Travel
Time Limit: 10000/2000 MS (Java/Others) Memory Limit: 32768/32768 K (Java/Others)
Total Submission(s): 1847 Accepted Submission(s): 623
Problem Description
One day, Tom traveled to a country named BGM. BGM is a small country, but there are N (N <= 100) towns in it. Each town products one kind of food, the food will be transported to all the towns. In addition, the trucks will always
take the shortest way. There are M (M <= 3000) two-way roads connecting the towns, and the length of the road is 1.
Let SUM be the total distance of the shortest paths between all pairs of the towns. Please write a program to calculate the new SUM after one of the M roads is destroyed.
Input
The input contains several test cases.
The first line contains two positive integers N, M. The following M lines each contains two integers u, v, meaning there is a two-way road between town u and v. The roads are numbered from 1 to M according to the order of the input.
The input will be terminated by EOF.
Output
Output M lines, the i-th line is the new SUM after the i-th road is destroyed. If the towns are not connected after the i-th road is destroyed, please output “INF” in the i-th line.
Sample Input
5 4 5 1 1 3 3 2 5 4 2 2 1 2 1 2
Sample Output
INF INF INF INF 2 2
Source
2008 Asia Chengdu Regional Contest Online
题意:每次只能删除一条边,问每个点到所有点的最短路径总和最小。
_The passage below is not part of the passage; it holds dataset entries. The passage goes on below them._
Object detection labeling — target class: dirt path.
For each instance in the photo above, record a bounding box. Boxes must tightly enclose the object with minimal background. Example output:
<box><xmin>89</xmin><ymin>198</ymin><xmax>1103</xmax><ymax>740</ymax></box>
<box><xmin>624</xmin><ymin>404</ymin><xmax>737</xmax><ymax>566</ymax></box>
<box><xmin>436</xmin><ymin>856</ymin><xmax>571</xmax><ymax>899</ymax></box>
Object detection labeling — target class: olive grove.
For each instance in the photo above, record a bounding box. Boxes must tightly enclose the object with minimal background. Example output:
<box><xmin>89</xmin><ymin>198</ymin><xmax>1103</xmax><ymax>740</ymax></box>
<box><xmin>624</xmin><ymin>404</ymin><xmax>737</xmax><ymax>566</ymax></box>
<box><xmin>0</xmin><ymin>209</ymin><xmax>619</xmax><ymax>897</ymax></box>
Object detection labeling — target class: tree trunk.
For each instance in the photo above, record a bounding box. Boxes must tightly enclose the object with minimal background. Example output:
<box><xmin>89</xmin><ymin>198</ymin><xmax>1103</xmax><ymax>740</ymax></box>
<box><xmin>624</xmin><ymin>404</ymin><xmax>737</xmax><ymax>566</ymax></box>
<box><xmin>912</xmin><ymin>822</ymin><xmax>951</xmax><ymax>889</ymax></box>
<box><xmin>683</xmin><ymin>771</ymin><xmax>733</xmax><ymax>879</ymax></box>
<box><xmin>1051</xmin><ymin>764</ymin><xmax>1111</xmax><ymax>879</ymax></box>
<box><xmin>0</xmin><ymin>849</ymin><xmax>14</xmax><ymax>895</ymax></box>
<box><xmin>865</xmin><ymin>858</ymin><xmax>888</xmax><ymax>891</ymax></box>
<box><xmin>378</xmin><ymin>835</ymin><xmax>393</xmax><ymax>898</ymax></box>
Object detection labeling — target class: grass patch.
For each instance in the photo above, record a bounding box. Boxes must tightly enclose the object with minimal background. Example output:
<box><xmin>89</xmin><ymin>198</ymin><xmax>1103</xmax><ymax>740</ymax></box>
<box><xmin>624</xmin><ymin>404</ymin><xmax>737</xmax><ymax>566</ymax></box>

只要任意两个点之间没有路的就输出 INF。
#include<stdio.h>
#include<queue>
using namespace std;
const int N = 105;
const int inf = 99999999;
struct EDG
{
int u,v,id;
};
vector<EDG>mapt[N];
int dis[N],n,numEdg[N][N],father[N],goEdg[N][N][N],sum[N];
void spfa(int id,int s,bool b)
{
queue<int>q;
int inq[N]={0};
for(int i=1;i<=n;i++)
dis[i]=inf;
q.push(s);
dis[s]=0; father[s]=s;
while(!q.empty())
{
s=q.front(); q.pop();
inq[s]=0;
int len=mapt[s].size();
for(int i=0;i<len;i++)
if(id!=mapt[s][i].id)
{
int v=mapt[s][i].v;
if(dis[v]>dis[s]+1)
{
dis[v]=dis[s]+1;
if(b)
father[v]=s;
if(inq[v]==0)
inq[v]=1,q.push(v);
}
}
}
}
int main()
{
int m,a,b;
EDG ss,edg[N*30];
while(scanf("%d%d",&n,&m)>0)
{
for(int i=1;i<=n;i++)
{
mapt[i].clear();
for(int j=1;j<=n;j++)
{
numEdg[i][j]=0;
for(int e=1;e<=n;e++)
goEdg[i][j][e]=0;
}
}
for(int i=1;i<=m;i++)
{
scanf("%d%d",&a,&b);
edg[i].u=a; edg[i].v=b;
numEdg[a][b]++; numEdg[b][a]++;
if(numEdg[a][b]>1)
continue;
ss.id=i;
ss.v=b; mapt[a].push_back(ss);
ss.v=a; mapt[b].push_back(ss);
}
int SUM=0;
for(int i=1;i<=n;i++)
{
spfa(-1,i,true);
sum[i]=0;
for(int j=1;j<=n;j++)
if(dis[j]==inf)
{
sum[i]=inf; break;
}
else sum[i]+=dis[j];
if(sum[i]==inf)
{
SUM=inf; break;
}
SUM+=sum[i];
for(int j=1;j<=n;j++)
{
int u,v=j;
while(father[v]!=v)
{
u=father[v];
goEdg[i][u][v]=goEdg[i][v][u]=1;
v=u;
}
}
}
int ans;
for(int id=1;id<=m;id++)
{
if(SUM==inf)
{
printf("INF\n"); continue;
}
else if(numEdg[edg[id].u][edg[id].v]>1)
{
printf("%d\n",SUM); continue;
}
ans=0;
for(int i=1;i<=n;i++)
if(goEdg[i][edg[id].u][edg[id].v])//最主要的优化
{
spfa(id,i,false);
for(int j=1;j<=n;j++)
if(dis[j]==inf)
{
ans=inf; break;
}
else ans+=dis[j];
if(ans==inf)
break;
}
else ans+=sum[i];
if(ans==inf)
printf("INF\n");
else printf("%d\n",ans);
}
}
}